The billionaire investor also said there is a "reasonable chance" shareholders of Fannie Mae and Freddie Mac may be wiped out in any government bailout of the mortgage financiers.
Speaking on Friday on CNBC television, Buffett said some housing-related businesses in his Berkshire Hathaway Inc conglomerate are struggling as the economy works off past excess in making credit available.
"You always find out who's been swimming naked when the tide goes out. We found out that Wall Street has been kind of a nudist beach," said Buffett, who in March was called the world's richest person by Forbes magazine.
He also said Federal Reserve Chairman Ben Bernanke has no "magic wand" to boost an economy facing weak growth prospects, mounting inflation and deteriorating credit. "In my judgment it won't be any better five months from now," he said.

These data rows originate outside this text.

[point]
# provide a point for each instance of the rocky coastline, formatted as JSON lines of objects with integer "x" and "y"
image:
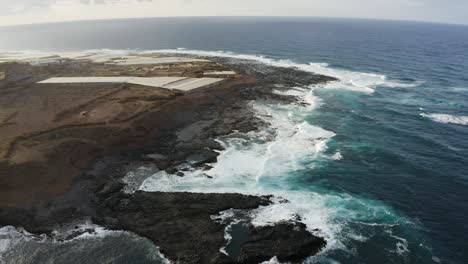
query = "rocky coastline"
{"x": 180, "y": 132}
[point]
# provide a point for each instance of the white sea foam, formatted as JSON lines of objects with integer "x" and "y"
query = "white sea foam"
{"x": 11, "y": 237}
{"x": 337, "y": 156}
{"x": 447, "y": 119}
{"x": 263, "y": 163}
{"x": 348, "y": 80}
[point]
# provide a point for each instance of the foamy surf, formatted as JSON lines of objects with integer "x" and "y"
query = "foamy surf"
{"x": 19, "y": 246}
{"x": 266, "y": 162}
{"x": 348, "y": 80}
{"x": 447, "y": 119}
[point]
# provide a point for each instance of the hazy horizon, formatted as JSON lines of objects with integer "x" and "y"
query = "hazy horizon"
{"x": 20, "y": 12}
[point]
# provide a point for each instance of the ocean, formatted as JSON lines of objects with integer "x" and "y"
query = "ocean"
{"x": 378, "y": 160}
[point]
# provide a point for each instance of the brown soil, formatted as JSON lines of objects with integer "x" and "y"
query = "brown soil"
{"x": 50, "y": 132}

Buffett nevertheless said U.S. stocks are broadly "more attractive" than a year ago. He also said Berkshire has completely unwound a once $21 billion bet against the U.S. dollar, helping boost the greenback in Friday morning trade."
Meanwhile, Ben Bernanke gave a speech of his own today in Jackson Hole, Wyoming.
Here's what he had to say:
"The financial storm that reached gale force some weeks before our last meeting here in Jackson Hole has not yet subsided, and its effects on the broader economy are becoming apparent in the form of softening economic activity and rising unemployment. Add to this mix a jump in inflation ... and the result has been one of the most challenging economic and policy environments in memory."
So who is right here? Well in a sense they both are.
Either way, today's market action seems to be a little overdone. The volume just isn't there.